As far as I am aware, on Linux it will issue a partial write cache flush on the NVMe device, flushing any volatile buffers that a lot of consumer NVMe devices use. macOS, I believe this requires F_FULLSYNC
to exhibit the same flush behaviour.
If your NVMe says “yep data is safe” when it actually isn’t, well, not a lot you can really do there other than get better hardware.
I imagine the same behaviour is implemented for spinning disks and other SATA devices, but whether they actually listen to it, hard to say.
I can’t comment Re:NFS behaviour, it isn’t something I’ve really worked with or looked at the internals of, but cloud storage systems, I think this is not true nowadays, it seems on AWS at least that EBS ensures durability before acknowledging writes without needing to issue a FUA:
All writes to EBS are durability recorded to nonvolatile storage before the write is acknowledged to the operating system running in the EC2 instance. fsync() does not necessarily force unit access, and explicit FUA / flush / barriers are not required for data durability (unlike some storage devices or cloud storage systems). Perhaps there was confusion about the question that was asked.

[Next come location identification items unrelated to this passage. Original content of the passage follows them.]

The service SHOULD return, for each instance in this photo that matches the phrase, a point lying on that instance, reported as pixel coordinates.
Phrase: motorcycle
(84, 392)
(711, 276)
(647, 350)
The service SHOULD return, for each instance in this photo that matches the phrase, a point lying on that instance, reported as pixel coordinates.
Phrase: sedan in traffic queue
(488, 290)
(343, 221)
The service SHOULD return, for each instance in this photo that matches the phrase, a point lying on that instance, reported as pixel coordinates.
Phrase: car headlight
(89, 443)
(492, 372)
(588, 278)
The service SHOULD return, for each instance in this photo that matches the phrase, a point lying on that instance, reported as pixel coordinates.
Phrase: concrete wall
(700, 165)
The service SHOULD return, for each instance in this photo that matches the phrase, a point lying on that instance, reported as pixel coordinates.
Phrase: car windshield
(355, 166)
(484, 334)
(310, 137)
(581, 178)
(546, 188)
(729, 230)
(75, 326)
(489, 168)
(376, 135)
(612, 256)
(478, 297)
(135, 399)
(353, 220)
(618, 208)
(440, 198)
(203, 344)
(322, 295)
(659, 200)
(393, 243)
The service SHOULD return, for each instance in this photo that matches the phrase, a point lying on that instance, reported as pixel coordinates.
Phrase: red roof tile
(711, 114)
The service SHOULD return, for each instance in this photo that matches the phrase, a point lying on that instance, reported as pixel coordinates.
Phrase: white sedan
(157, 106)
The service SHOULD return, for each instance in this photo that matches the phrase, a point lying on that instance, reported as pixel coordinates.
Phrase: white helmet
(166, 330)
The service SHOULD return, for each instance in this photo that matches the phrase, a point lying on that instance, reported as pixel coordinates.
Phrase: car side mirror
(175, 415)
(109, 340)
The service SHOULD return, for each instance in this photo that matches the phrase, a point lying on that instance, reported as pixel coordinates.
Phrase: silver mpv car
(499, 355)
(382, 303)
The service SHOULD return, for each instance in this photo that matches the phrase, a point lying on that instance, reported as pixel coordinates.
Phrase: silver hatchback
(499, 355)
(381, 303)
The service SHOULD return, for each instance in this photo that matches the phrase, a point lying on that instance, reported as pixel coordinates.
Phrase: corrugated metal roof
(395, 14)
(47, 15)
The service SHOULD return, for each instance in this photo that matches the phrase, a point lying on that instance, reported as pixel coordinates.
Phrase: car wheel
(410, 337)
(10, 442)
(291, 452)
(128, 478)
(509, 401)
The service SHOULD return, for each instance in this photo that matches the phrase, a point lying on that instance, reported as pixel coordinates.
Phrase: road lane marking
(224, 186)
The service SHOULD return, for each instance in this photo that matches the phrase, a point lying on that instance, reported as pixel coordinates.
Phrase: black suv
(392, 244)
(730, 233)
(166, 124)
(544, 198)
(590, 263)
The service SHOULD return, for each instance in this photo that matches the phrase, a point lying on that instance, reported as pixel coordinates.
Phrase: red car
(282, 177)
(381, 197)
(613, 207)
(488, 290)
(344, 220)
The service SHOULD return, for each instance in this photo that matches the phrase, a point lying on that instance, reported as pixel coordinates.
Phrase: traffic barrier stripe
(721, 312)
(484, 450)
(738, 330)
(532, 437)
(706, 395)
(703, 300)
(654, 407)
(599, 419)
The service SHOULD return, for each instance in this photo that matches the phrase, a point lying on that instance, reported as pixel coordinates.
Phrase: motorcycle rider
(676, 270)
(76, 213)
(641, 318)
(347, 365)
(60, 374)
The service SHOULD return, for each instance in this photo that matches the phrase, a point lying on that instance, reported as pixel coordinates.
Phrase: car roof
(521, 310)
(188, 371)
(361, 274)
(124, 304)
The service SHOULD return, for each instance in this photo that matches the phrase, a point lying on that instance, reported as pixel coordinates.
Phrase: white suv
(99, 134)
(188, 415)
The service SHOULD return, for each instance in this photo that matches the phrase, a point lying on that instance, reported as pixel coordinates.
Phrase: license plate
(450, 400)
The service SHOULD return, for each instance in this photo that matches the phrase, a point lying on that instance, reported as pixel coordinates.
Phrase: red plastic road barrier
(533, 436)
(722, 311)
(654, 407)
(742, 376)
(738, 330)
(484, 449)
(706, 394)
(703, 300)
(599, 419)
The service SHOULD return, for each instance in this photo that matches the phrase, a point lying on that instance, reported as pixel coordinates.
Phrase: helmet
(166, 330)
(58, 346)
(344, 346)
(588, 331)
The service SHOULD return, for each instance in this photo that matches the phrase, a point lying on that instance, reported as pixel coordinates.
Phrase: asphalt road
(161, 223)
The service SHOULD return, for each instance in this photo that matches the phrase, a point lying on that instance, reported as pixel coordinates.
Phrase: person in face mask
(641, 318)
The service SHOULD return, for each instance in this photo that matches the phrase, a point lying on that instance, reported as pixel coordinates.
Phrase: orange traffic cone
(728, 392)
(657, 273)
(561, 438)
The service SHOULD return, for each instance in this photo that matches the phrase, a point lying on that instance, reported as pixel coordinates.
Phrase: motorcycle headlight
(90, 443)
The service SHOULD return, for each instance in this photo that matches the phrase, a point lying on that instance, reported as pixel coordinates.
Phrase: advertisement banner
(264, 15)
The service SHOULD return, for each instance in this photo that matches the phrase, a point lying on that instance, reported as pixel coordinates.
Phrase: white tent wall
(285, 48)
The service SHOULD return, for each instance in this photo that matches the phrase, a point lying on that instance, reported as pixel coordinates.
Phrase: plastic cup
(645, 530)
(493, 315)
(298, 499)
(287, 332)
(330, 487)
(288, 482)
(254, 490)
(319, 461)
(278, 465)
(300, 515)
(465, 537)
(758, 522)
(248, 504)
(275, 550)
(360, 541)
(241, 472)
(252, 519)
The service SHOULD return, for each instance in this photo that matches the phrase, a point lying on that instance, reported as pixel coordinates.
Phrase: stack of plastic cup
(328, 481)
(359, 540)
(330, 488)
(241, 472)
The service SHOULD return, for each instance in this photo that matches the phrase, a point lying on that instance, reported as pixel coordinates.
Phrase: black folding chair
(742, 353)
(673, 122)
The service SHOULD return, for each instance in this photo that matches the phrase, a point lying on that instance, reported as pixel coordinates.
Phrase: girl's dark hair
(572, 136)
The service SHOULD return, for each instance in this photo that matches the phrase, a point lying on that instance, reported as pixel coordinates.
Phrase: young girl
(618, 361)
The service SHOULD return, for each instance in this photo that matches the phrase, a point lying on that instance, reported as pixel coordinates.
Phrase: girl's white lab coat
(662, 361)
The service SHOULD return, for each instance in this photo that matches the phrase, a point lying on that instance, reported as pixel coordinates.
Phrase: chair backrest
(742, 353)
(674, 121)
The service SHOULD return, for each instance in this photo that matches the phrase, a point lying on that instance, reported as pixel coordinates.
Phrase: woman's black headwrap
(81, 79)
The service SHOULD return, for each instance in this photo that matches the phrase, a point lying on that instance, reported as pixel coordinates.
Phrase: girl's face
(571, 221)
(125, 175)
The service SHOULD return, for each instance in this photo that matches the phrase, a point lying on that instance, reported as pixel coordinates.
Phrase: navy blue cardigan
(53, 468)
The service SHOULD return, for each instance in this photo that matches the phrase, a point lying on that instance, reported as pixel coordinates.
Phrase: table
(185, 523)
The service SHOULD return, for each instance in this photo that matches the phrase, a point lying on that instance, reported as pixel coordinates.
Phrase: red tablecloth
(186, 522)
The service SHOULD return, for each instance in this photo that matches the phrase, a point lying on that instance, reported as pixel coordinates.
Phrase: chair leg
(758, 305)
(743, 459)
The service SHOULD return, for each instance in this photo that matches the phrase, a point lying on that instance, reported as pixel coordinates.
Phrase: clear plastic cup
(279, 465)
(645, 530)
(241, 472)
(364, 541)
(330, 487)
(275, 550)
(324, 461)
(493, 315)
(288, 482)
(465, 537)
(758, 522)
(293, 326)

I think this is very dependent on the hardware (and also a little bit on the file system). I will say at a certain point, you’re putting your faith in the hardware to do the right thing.
Right, but, this is my point! 😅 You’re always putting your faith in something to do the right thing, according to your definition of the right thing. Using a normal write means you’re putting your faith in the FS cache. Calling fsync after every write means you’re putting your faith in the underlying storage driver. Using O_DIRECT means you’re putting your faith in the specific device’s DMA queue or whatever. These are all points in the risk spectrum, each with different costs and benefits. Of course none of them actually guarantee what you actually need, which is data durability across system restarts/crashes. They can only reduce the risk(s) related to those conditions in their own specific ways.
I will say at a certain point, you’re putting your faith in the hardware to do the right thing.
I learned a lot from Tigerbeetle’s approach to fsync problems and durability, they specifically call out other problems with fsync from Can Applications Recover from fsync Failures?
They take advantage of the fact that they’re running a distributed system. Specifically TigerBeetle “manages its own page cache, writes data to disk with O_DIRECT and can work with a block device directly, no file system is necessary” and “uses Protocol Aware Recovery to remain available unless the data gets corrupted on every single replica”.